Spatiotemporal dynamics in excitable homogeneous random networks composed of periodically self-sustained oscillation

The collective behaviors of networks are often dependent on the network connections and bifurcation parameters, also the local kinetics plays an important role in contributing the consensus of coupled oscillators. In this paper, we systematically investigate the influence of network structures and system parameters on the spatiotemporal dynamics in excitable homogeneous random networks (EHRNs) composed of periodically self-sustained oscillation (PSO).
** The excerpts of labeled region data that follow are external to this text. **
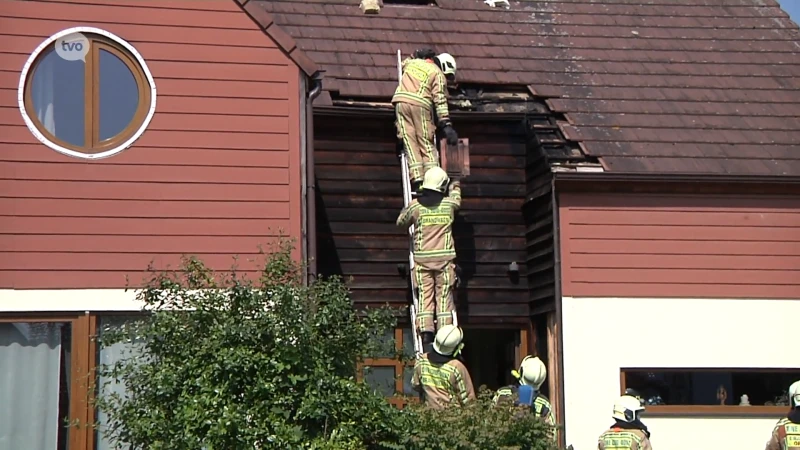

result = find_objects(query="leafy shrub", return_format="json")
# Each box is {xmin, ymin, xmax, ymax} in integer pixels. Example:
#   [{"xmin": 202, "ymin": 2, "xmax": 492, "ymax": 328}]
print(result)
[
  {"xmin": 96, "ymin": 241, "xmax": 549, "ymax": 450},
  {"xmin": 392, "ymin": 389, "xmax": 556, "ymax": 450}
]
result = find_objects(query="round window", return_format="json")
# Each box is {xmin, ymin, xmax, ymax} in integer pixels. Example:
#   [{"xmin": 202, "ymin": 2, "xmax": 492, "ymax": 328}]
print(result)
[{"xmin": 19, "ymin": 27, "xmax": 156, "ymax": 159}]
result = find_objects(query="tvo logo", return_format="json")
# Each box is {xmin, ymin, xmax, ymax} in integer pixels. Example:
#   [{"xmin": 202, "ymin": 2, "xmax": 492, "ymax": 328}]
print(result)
[{"xmin": 55, "ymin": 33, "xmax": 89, "ymax": 63}]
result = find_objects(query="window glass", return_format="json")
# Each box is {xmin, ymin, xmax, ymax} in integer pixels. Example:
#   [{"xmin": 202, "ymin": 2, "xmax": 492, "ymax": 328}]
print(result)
[
  {"xmin": 28, "ymin": 51, "xmax": 86, "ymax": 146},
  {"xmin": 370, "ymin": 330, "xmax": 397, "ymax": 358},
  {"xmin": 99, "ymin": 49, "xmax": 139, "ymax": 141},
  {"xmin": 0, "ymin": 322, "xmax": 71, "ymax": 450},
  {"xmin": 364, "ymin": 366, "xmax": 396, "ymax": 397},
  {"xmin": 95, "ymin": 316, "xmax": 147, "ymax": 450},
  {"xmin": 623, "ymin": 369, "xmax": 800, "ymax": 406}
]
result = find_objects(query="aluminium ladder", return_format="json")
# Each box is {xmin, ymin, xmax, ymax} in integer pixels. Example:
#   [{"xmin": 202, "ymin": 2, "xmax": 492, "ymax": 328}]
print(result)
[{"xmin": 397, "ymin": 50, "xmax": 458, "ymax": 358}]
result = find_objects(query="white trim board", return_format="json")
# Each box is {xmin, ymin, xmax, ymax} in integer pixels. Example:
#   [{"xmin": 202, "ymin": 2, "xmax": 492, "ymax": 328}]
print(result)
[{"xmin": 0, "ymin": 289, "xmax": 144, "ymax": 314}]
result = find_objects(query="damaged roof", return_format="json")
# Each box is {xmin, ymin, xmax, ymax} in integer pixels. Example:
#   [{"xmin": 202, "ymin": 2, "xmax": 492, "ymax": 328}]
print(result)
[{"xmin": 255, "ymin": 0, "xmax": 800, "ymax": 176}]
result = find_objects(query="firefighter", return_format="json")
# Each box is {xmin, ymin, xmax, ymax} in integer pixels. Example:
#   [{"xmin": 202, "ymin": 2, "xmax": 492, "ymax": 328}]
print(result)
[
  {"xmin": 494, "ymin": 355, "xmax": 556, "ymax": 426},
  {"xmin": 397, "ymin": 167, "xmax": 461, "ymax": 351},
  {"xmin": 597, "ymin": 395, "xmax": 653, "ymax": 450},
  {"xmin": 392, "ymin": 49, "xmax": 458, "ymax": 193},
  {"xmin": 411, "ymin": 325, "xmax": 475, "ymax": 409},
  {"xmin": 766, "ymin": 381, "xmax": 800, "ymax": 450}
]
By using the dominant phase-advanced driving (DPAD) method, the one-dimensional (1D) Winfree loop is exposed as the oscillation source supporting the PSO, and the accurate wave propagation pathways from the oscillation source to the whole network are uncovered. Then, an order parameter is introduced to quantitatively study the influence of network structures and system parameters on the spatiotemporal dynamics of PSO in EHRNs. Distinct results induced by the network structures and the system parameters are observed. Importantly, the corresponding mechanisms are revealed. PSO influenced by the network structures are induced not only by the change of average path length (APL) of network, but also by the invasion of 1D Winfree loop from the outside linking nodes. Moreover, PSO influenced by the system parameters are determined by the excitation threshold and the minimum 1D Winfree loop. Finally, we confirmed that the excitation threshold and the minimum 1D Winfree loop determined PSO will degenerate as the system size is expanded.